The renovation cost $1.9 million, more than 2 1/2 times what the
Palestra cost to build in 1926. The new terrazzo floor in the
concourse; the original brick walls, cleansed of old mustard
stains; and the restored display cases trimmed with oak
wainscoting have all kept Penn on the good side of the
preservation police, since the Palestra is located in the
university's historic district. Old friends--and the new friends
the Palestra is making, like the Maryland basketball team, which
strolled the halls in December on orders from coach Gary
Williams--regard the temple at 33rd and Walnut as holier than a
mere landmark. At Indianapolis's retro Conseco Fieldhouse, the
nostalgia feels imposed. At the "new" Palestra, the past peers
through the years like pentimento.

If you find yourself in these halls, standing in line--and because
of the Palestra's famously few rest rooms and concession stands,
you will--drink in the history of Penn basketball as well as the
exploits of Philly's Big Five (the fraternity comprising Penn and
neighbors La Salle, St. Joseph's, Temple and Villanova) and such
visitors as Wilt Chamberlain, Calvin Murphy and Kobe Bryant, the
last of whom is depicted as a senior at Lower Merion High,
unfurling a move that foreshadows his pro career. Submit to the
nods to Palestra culture, including characters such as Bernie
Schiffran, the demonstrative fan known as Yo Yo; vendor Charley
Frank, "the Doggie Man"; and broadcaster Les Keiter, who's still
a hero in town for defying a police order to evacuate the arena
during the 1965 Bomb Scare game between St. Joseph's and
Villanova.

The four other Big Five schools are understandably reluctant to
vouchsafe to Penn their most treasured relics, so the 1985
Villanova NCAA championship banner in one display case is a
knockoff. But Bilsky hopes that Big Five fans and alumni will
hear about the new concourses and pass along their own
memorabilia. One Palestra tradition that goes unrepresented is
rollouts, the long rolls of shelving paper, each bearing a
message, that students used to unfurl slowly in the stands.
Perhaps the wits who rolled out PENN HAS HOT DOG STARTERS AND
WEANS AND FRANKS ON BENCH or HAWKS BANK ON MCFARLAND TO CHASE
MANHATTAN will exhume these inspired banners and forward them to
Penn for display.

The Big Five nearly died of indifference during the 1980s and
'90s.
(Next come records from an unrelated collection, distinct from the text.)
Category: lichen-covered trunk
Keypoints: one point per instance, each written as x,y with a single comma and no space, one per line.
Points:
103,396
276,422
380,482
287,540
However, black hats such as Villanova coach Rollie
Massimino and Temple president Peter Liacouras have moved on. The
Big East, of which Villanova is a member, no longer holds
hegemony over college basketball in the Northeast, and two years
ago all five schools finally realized that it was worth
leveraging their natural rivalries and shared tradition. They
resurrected full round-robin play, and now five of the 10
city-series games are played inside Penn's Quaker meeting house.

"We no longer have the doubleheaders and the streamers thrown
after the first basket," Bilsky says, "but the schools and
coaches all realize that while conferences may come and go, the
Big Five has been around 50 years, and we'll never duplicate it."

Scheuer, who's back at his weekly game, didn't think he'd live to
see the Big Five's resurrection. It took only one look at the new
hallways for him to forgive the Penn officials for his brief
exile. "The best thing they did is what they didn't do," he says.
"They didn't touch anything inside."

COLOR PHOTO: AL TIELEMANS "Conferences may come and go," says Bilsky (above), "but the Big Five has been around 50 years."